De tijdsgeest wordt geïdentificeerd met de tijdgenoot. Hem wordt een asteken op het voorhoofd aangewreven: het domein van de dialoog wordt hem ontzegd. De tijdgenoot is zowel een ingelijfde als een cipier. Hij is als ingelijfde zijn eigen cipier.

Als dit de stelling is, dan kan ik dit niet zomaar voor waarheid nemen. Als onvoorwaardelijk. De tijdgenoot wordt hier in het keurslijf van de veralgemening gedwongen. In een door de dichter zelf ontworpen categorie.
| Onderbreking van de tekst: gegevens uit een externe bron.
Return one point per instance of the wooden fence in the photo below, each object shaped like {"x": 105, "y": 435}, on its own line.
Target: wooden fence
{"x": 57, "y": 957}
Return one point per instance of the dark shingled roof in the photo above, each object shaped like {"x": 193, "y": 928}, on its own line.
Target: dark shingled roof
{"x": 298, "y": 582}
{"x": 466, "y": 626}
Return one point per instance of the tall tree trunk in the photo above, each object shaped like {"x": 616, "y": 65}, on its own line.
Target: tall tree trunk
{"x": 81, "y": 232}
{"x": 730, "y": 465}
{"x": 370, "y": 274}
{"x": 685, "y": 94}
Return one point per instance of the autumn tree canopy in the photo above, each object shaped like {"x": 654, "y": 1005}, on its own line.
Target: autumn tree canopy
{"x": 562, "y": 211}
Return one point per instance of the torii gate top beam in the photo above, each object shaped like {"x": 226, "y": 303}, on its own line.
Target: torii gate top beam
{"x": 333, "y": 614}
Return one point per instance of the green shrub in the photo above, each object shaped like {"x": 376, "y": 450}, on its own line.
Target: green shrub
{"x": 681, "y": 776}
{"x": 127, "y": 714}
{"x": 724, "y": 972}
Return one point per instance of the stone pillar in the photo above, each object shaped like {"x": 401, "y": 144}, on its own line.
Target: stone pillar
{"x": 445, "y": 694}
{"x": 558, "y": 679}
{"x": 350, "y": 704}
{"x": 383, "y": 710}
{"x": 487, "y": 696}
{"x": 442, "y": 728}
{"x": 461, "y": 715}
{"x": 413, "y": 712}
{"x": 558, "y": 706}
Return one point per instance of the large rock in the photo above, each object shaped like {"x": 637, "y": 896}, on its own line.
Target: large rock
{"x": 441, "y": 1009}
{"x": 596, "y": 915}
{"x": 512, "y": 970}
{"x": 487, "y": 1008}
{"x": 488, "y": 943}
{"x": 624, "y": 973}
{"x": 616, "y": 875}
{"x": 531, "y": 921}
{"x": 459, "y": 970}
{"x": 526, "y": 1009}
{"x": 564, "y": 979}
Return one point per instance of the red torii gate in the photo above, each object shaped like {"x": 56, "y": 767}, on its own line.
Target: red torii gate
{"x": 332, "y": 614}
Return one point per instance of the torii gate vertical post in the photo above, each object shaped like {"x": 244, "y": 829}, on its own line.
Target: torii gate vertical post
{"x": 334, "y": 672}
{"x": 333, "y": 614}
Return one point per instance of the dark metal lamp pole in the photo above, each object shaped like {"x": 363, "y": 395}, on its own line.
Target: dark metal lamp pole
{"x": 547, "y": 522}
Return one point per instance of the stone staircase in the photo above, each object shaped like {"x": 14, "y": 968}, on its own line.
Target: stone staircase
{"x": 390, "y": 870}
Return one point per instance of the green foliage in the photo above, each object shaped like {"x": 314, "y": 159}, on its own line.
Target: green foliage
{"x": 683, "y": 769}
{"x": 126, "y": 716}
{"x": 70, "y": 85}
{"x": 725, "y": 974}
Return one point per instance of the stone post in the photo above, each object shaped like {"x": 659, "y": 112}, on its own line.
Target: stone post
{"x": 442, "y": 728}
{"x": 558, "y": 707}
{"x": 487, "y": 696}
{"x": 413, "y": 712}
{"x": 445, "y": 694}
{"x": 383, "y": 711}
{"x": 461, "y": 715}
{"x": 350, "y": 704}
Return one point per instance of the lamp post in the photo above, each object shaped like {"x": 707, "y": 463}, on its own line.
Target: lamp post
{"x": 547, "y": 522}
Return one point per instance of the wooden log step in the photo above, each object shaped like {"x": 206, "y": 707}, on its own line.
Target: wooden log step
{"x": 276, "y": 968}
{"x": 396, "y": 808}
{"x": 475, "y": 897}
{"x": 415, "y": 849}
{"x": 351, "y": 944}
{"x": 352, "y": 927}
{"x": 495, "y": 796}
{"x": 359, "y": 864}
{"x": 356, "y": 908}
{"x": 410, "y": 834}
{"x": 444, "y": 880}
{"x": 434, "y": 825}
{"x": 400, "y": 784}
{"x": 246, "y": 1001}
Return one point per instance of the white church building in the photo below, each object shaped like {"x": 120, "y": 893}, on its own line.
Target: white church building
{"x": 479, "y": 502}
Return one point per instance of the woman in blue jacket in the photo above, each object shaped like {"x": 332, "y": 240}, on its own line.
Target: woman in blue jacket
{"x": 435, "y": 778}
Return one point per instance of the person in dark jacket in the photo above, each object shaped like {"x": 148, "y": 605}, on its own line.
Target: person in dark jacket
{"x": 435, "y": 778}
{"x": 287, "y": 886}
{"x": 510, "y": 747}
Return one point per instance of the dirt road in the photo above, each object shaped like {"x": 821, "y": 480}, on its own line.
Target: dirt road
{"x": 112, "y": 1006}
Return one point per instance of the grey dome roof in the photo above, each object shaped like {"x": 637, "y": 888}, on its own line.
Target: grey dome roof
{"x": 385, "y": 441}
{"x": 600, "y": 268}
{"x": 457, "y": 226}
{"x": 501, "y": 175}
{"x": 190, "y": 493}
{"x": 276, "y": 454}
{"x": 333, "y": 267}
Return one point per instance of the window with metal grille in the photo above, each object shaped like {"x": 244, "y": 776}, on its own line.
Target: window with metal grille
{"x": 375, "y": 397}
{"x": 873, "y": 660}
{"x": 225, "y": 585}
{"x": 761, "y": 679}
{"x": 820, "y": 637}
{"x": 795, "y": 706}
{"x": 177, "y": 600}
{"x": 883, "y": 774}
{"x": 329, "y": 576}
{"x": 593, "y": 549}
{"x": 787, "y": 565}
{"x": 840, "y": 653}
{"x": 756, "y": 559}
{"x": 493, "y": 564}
Wat moet er in het begrip ‘tijdgenoot’ dan worden bezworen? Is het de angst dat de dichter in het gezicht van de ander die de tijdgenoot is, zijn eigen trekken herkent? Met name die van het particuliere waarin de dichter hoe dan ook zit verstrikt, en hem, zoals Spinoy schrijft, tot gespleten subject maakt? Maar waarom dan de ontkenning van het particuliere, die zelfontkenning? Waarom de ontkenning van het alledaagse? Omdat het de dichter anoniem maakt en in die zin tot een gelijke maakt met de tijdgenoot? Delen dichter en lezer niet dezelfde anonimiteit?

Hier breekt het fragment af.